Chris Hixon is wounded and falls to the floor, where the gunman shoots him again. He spent more than 10 minutes trying to get back on his feet before he died.
“You were given a gift, a gift of grace and kindness—something you didn’t show to any of your victims,” Debra Hixon told the gunman. “I want nothing for you today. After today, I don’t care what happens to you. You will be sent to jail, you will begin your sentence, you will be number one, and for me you will cease to exist.”
On Wednesday, Circuit Judge Elizabeth Shire will formally sentence her to life in prison without parole, after the families of the deceased and the 17 gunshot wounded have had a chance to speak. He has no other choice as the jury could not unanimously agree in a recently concluded penal trial that the 24-year-old former Stoneman Douglas student deserved the death penalty.
The families made highly emotional statements during the trial, but were restricted about what they could tell to jurors: they could only describe the murders that took place on their loved ones and their lives. The wounded could only say what had happened to them.
He was barred from addressing the gunman directly or saying anything about him – a violation would have risked misbehavior. And jurors were told that they could not consider the family’s statements as a provoking factor because they weighed in on whether the gunman should die.
Now, the grieving and wounded can speak directly to the gunman if they wish.
What won’t happen is Fred Gutenberg, whose 14-year-old daughter, Jaime, was shot in the back by a gunman as he tried to escape.

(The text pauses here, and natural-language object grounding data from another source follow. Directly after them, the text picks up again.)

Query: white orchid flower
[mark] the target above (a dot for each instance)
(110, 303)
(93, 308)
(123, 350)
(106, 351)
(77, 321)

He tweeted on Tuesday that nothing would change if he addressed the “monster” who killed his daughter, which the defense team believes he is.gave up humanity“to defend him or the teacher” They say Fake bravery. He would thank prosecutors and others who supported the families, but said even that would not matter.
“The reality is that I will still visit Jaime in the graveyard and the fate of the monster will not change. It has already been decided. With that decision, the monster is out of my head,” Gutenberg wrote, He Told He’ll only think twice about the gunman – when he sees he’s being sentenced And “When I read the news reporting of prison justice that it will eventually receive.”
Lawyers for the gunman say he is not expected to speak. He apologized after pleading guilty to murders and attempted murders in court last year – but the families told reporters he received the apology volunteering and was intended to gain sympathy.
That plea set the stage for a three-month fine trial, which ended on October 13 with the jury voting 9-3 for the death penalty – jurors believed to be those who voted for life. The gunman was mentally ill and should be spared. Under Florida law, the death penalty requires unanimity.